With my own comics, there is a writing stage before all this drawing. Please read The Onion Method: How I Outline a Story, and The Onion Method: How I Art Direct a Graphic Novel.

My Resources page contains links to Twitter threads where I've documented every stage of my comics creation process for each book, alongside selected blog posts where I talk more generally and deeply about how I come up with ideas, bring an illustration to life, write stories, and exist as a creative.

Where can I find out more about your craft and your creative process?

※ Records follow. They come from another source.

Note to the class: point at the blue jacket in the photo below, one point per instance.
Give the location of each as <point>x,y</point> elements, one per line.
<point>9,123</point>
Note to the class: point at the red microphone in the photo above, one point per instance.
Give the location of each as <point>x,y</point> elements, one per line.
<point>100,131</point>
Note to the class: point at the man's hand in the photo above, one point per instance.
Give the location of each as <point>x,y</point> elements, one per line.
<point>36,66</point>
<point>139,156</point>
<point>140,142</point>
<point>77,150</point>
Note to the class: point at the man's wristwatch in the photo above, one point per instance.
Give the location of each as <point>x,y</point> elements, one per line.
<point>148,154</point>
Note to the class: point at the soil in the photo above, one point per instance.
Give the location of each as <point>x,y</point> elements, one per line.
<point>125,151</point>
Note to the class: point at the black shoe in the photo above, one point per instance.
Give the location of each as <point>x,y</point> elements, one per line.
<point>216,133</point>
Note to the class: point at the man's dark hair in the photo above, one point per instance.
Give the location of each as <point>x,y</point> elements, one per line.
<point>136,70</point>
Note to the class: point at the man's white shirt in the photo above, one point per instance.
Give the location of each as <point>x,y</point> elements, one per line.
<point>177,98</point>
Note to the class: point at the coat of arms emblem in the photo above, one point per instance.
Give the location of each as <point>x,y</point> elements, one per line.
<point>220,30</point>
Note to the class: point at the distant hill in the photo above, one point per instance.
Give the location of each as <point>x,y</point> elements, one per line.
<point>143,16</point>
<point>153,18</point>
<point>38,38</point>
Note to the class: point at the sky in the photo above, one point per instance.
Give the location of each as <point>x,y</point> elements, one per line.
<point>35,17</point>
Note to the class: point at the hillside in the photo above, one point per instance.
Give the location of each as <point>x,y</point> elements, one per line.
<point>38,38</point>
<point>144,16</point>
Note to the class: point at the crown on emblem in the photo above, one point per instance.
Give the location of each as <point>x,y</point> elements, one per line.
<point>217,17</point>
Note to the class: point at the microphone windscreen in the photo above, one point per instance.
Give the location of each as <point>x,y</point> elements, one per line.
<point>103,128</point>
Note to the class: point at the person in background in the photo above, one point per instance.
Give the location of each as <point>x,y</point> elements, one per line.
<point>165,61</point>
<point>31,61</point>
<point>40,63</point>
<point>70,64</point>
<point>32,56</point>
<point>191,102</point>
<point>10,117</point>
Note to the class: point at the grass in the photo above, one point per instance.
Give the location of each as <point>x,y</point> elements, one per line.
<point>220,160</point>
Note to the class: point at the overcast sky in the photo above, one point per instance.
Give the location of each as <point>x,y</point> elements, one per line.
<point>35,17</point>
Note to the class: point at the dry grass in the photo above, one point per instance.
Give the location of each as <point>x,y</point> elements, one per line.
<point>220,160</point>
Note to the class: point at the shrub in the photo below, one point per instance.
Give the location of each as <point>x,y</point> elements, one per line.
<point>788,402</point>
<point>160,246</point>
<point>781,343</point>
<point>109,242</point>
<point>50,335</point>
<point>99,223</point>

My blog is the place for it.

 

Influences

What are your early influences?

Neil Gaiman, particularly The Graveyard Book; Dave Mckean's comic experiments; The illustrations of Chris Riddell; Hanna is Not a Boy's Name, by Tess Stone; Neopets; Frakenfran, by Katsuhisa Kigitsu; The Rabbi's Cat, by Joann Sfar

What are your influences now? How do they inspire you to make the art you do?

I'm inspired by the world and all that contains within. I love history and art history, and the things people have made with their hands across civilisations. I love science, because it teaches me how the world works, and that there is so much to pursue and be fascinated by, whether it's the small or big things. This scholarly interest in existence, of being a person interested in their surroundings, is what influences me to look deeper, to learn about how and why we live, to break and reshape the way we see our past, present and future. All the work that I make is an expression of this pursuit.

What authors/books/media are your inspiration?

Comics:
Through the Woods (and other webcomics), by Emily Carroll
Beauty, by Hubert and Kerascoet
Wandering Island, by Kenji Tsuruta

Books:
Captain Corelli's Mandolin, by Louis de Bernieres
The House at the Edge of Night, by Catherine Banner
Anything written by Alexander McCall Smith
The Epic of Gilgamesh, Andrew George translation
The Odyssey, Emily Wilson translation
The God of Small Things, by Arundhati Roy

Film:
Amelie, by Jean-Pierre Jeunet
The Fall, Tarsim Singh
The Illusionist, Sylvain Chomet
Prince of Egypt, Dreamworks
Most of the Studio Ghibli catalogue
Whisper of the Heart
The Tale of Princess Kaguya
Pushing Daisies
Millennium Actress, Tokyo Godfathers, by Satoshi Kon
Satyricon, Federico Fellini

The thoughts and craft of Ursula K. LeGuin

All of Josh Groban's music, 20 years and going!